MSF pulls medical staff from Yemen over ‘indiscriminate shelling’ by Saudi-led coalition
Leading international medical charity MSF has evacuated staff from six hospitals in Yemen due to frequently occurring “indiscriminate shelling” by the Saudi-led coalition. The latest airstrike on a MSF facility killed 19 people and injured 24 this week.
As a result of the August 15 aerial bombardment of Abs hospital in Hajjah governorate, Doctors Without Borders (MSF), has decided to “evacuate” its staff from six hospitals in Saada and Hajjah governorates in northern Yemen. The attack on yet another MSF-supported facility has become the fourth and deadliest in the 17-month long confrontation between the Yemeni opposition and the Saudi-led coalition.
“Given the intensity of the current offensive and our loss of confidence in the SLC's ability to prevent such fatal attacks, MSF considers the hospitals in Saada and Hajjah governorates unsafe for both patients and staff,” a statement issued by MSF reads.

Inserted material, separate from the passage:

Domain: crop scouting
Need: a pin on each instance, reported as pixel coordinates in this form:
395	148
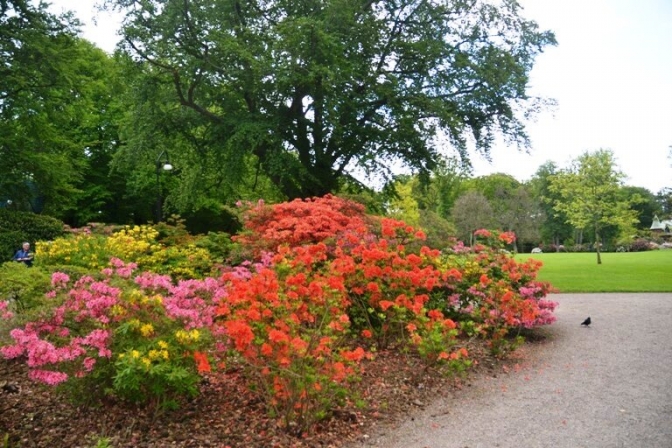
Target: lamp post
162	163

Medical facilities in Haydan, Razeh, Al Gamouri, and Yasnim in Saada governorate, as well as Abs and Al Gamouri facilities in Hajjah have now lost obstetricians, pediatricians, surgeons and emergency room specialists needed to save countless lives in a war zone. These hospitals will now rely only on staff from the Yemeni Ministry of Health and other non-MSF volunteers.
In making its decision the NGO blamed the Saudi-led coalition for its failure to honor international law and avoid targeting medical facilities coordinates of which have been shared with the coalition. Despite two meetings with officials in Riyadh to assure a safe work environment, the bombings continue to target MSF facilities in Yemen.

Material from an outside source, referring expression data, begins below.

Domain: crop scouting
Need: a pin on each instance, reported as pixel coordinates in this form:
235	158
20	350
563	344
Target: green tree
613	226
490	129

“Coalition officials repeatedly state that they honor international humanitarian law, yet this attack shows a failure to control the use of force and to avoid attacks on hospitals full of patients,” MSF said. “Aerial bombings have, however, continued, despite the fact that MSF has systematically shared the GPS coordinates of hospitals in which we work with the parties involved in the conflict.”
MSF explicitly stated that it is “neither satisfied nor reassured” by the coalition’s statement that this attack was a mistake, and called for an “independent investigation” into the bombing.

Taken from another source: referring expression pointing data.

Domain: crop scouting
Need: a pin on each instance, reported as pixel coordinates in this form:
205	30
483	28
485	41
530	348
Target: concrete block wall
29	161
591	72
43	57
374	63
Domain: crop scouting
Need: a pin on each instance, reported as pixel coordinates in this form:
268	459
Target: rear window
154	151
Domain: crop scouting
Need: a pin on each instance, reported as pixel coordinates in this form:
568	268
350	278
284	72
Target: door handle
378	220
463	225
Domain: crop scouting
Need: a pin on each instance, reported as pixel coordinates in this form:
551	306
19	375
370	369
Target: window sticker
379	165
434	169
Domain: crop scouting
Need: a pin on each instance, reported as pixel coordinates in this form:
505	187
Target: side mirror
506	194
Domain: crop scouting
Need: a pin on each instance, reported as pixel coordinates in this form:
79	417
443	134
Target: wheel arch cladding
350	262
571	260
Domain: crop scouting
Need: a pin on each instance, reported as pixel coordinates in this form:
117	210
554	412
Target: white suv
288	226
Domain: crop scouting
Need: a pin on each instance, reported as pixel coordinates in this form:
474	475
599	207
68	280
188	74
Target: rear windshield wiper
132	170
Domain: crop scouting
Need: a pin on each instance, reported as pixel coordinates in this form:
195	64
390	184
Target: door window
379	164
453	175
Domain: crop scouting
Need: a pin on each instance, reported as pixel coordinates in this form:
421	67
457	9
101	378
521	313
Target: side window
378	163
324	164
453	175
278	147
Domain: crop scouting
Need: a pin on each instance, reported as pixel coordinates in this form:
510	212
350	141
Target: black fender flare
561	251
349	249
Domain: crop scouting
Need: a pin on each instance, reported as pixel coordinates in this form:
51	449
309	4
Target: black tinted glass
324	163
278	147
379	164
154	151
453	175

We deeply regret the consequences of the evacuation for our patients & Ministry of Health Yemeni medical colleagues https://t.co/1q4ZlCwBBa— MSF International (@MSF) August 18, 2016
“This latest incident shows that the current rules of engagement, military protocols and procedures are inadequate in avoiding attacks on hospitals, and need revision and changes,” said Joan Tubau, General Director of MSF. “MSF asks the Saudi-led coalition and the governments supporting the coalition, particularly the US, UK, and France, to ensure an immediate application of measures geared to substantially increasing the protection of civilians.”
Meanwhile #NotATarget hashtag is trending online to raise social awareness and support for the life-saving work charities offer in warzones.
More than 6,500 people have been killed since the Saudi-led coalition began its air campaign in Yemen in March 2015, according to UN estimates. The coalition of Arab states intervened in the country after Houthi rebels seized the capital Sanaa to oust the government of President Abdrabbuh Mansour Mansour Hadi.